Voilà des années que la CDU, le parti d'Angela Merkel, et la CSU, son allié bavarois, qui représente l'aile la plus conservatrice de son gouvernement, se déchirent sur la question des réfugiés. En 2015, les deux partis s'était déjà vivement opposés, lorsque la chancelière centriste avait laissé entrer un million de demandeurs d'asile en Allemagne. Au delà de la question migratoire, les conservateurs bavarois jugent depuis longtemps qu'Angela Merkel a trop déplacé, en près de treize ans de pouvoir, le camp conservateur vers le centre.

Depuis début juin, les dissensions entre les deux partis ont été relancées alors que le président de la CSU, Horst Seehofer, également ministre de l'Intérieur, a expliqué qu'il souhaitait "renvoyer systématiquement à la frontière les demandeurs d'asile étant déjà inscrits dans un autre pays de l'Union européenne", explique La Croix. Mais la chancelière allemande s'y est opposée, expliquant que cette proposition entrerait en contradiction avec le droit européen. 

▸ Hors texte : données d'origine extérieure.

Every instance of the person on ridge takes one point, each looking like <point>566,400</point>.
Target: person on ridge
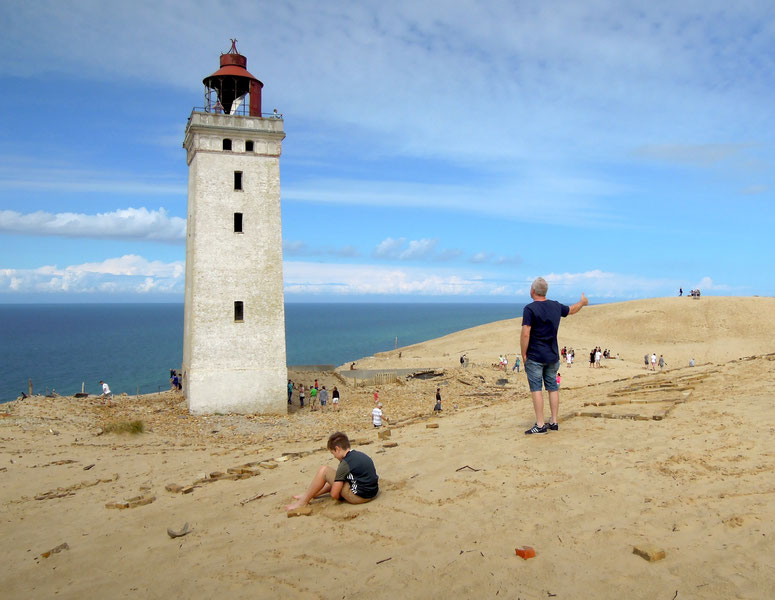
<point>540,354</point>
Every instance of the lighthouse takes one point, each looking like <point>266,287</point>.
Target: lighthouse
<point>234,318</point>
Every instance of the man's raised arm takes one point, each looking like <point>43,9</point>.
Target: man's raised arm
<point>579,305</point>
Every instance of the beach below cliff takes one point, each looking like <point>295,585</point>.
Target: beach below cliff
<point>674,465</point>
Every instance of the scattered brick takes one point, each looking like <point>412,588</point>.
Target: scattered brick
<point>302,511</point>
<point>650,553</point>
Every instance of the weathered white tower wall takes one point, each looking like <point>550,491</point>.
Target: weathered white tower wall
<point>234,355</point>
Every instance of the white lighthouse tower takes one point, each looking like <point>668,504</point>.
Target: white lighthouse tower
<point>234,323</point>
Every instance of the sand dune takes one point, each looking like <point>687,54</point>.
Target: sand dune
<point>680,460</point>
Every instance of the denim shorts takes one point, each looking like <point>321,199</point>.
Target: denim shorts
<point>538,373</point>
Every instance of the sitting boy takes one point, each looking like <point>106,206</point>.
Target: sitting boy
<point>356,470</point>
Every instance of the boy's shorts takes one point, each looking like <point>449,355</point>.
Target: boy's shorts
<point>542,375</point>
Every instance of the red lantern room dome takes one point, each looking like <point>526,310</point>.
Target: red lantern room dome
<point>231,83</point>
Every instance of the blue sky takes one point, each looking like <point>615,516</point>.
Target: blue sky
<point>435,151</point>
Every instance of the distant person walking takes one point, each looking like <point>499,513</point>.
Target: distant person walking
<point>377,416</point>
<point>323,397</point>
<point>540,354</point>
<point>335,398</point>
<point>106,393</point>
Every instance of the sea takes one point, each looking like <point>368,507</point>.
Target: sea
<point>134,346</point>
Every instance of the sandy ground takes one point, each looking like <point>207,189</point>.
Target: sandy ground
<point>680,461</point>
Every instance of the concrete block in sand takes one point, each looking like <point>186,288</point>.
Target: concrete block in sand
<point>302,511</point>
<point>649,552</point>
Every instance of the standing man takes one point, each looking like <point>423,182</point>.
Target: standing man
<point>538,340</point>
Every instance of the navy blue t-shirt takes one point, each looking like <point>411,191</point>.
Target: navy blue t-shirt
<point>544,320</point>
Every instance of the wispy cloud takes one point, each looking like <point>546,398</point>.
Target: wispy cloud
<point>538,197</point>
<point>699,155</point>
<point>300,248</point>
<point>27,174</point>
<point>126,274</point>
<point>127,224</point>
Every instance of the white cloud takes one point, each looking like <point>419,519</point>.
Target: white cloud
<point>303,278</point>
<point>129,223</point>
<point>604,285</point>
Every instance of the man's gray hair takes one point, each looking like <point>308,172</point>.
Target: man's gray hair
<point>540,287</point>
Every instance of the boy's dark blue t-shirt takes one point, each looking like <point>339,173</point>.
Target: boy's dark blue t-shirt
<point>544,320</point>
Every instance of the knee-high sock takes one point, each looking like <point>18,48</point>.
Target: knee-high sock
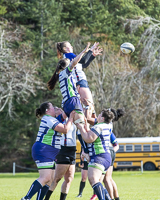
<point>42,192</point>
<point>107,197</point>
<point>81,187</point>
<point>63,196</point>
<point>47,197</point>
<point>35,187</point>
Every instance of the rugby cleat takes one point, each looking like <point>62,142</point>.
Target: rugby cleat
<point>79,196</point>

A quatre mois des élections en Bavière, la priorité de la CSU est de remporter la majorité absolue contre le parti d'extrême droite, Alternative für Deutschland (AfD), qui la talonne dans les sondages. Dimanche 1er juillet, lors d'une réunion au siège de la CSU à Munich, Horst Seehofer a annoncé qu'il quittait le parti et le ministère de l'Intérieur. Il a finalement proposé un ultime rendez-vous le lendemain à Angela Merkel pour négocier.

Que demande le camp du ministre de l'Intérieur ? 

Pour gagner du temps face aux pressions de ses alliés de la CSU, Angela Merkel avait demandé à obtenir un délai, qui lui a été accordé. Horst Seehofer lui a laissé ainsi jusqu'au sommet européen du 28 juin pour trouver une solution pour réduire les flux migratoires au niveau européen. Bouclé au petit matin, l'accord sur les migrations prévoit la création de "plateformes de débarquement" de migrants en dehors de l'UE pour les dissuader de traverser la Méditerranée ou encore des "centres contrôlés" pour les migrants secourus en mer. 

Un accord insuffisant pour le patron de la CSU, qui a réuni le 1er juillet des dirigeants de son parti à Munich pour décider de leur participation à la coalition. A la suite de cette réunion, le ministre de l'Intérieur a détaillé trois scénarios : il pourrait soit rentrer dans le rang, soit passer outre la position d'Angela Merkel et imposer de son propre chef les refoulements aux frontières, ce qui entraînerait son limogeage et un éclatement probable de la coalition gouvernementale. Troisième issue possible : une démission.

J'ai dit que je remettais les deux postes à disposition et que j'exécuterai cette décision dans les trois jours à venir.

Horst Seehofer

La chancelière ne peut cependant pas céder à cette demande de Horst Seehofer : elle prendrait le risque de voir à leur tour les sociaux-démocrates (SPD) claquer la porte du gouvernement.

Que se passera-t-il si les négociations de lundi échouent ?

Le risque d'implosion de la fragile coalition au pouvoir depuis trois mois est élevé. En cas de départ de Horst Seehofer, plusieurs scénarios sont possibles. Le ministre de l'Intérieur pourrait être remplacé par un autre membre de la CSU, ce qui pourrait préserver la coalition mais serait une solution politiquement peu durable, précise Le Monde.

La CSU pourrait quitter le gouvernement, mais Angela Merkel se verrait alors privée de majorité et serait à la tête d'un gouvernement minoritaire. Troisième solution : la chancelière pourrait déposer une motion de défense au Bundestag comme le permet l'article 68 de la Constitution. Si le vote est positif, elle pourrait former une nouvelle majorité composée notamment du CDU, du SPD et des Verts. En cas de refus, le président de la République aurait 21 jours pour dissoudre le Parlement et organiser des élections anticipées.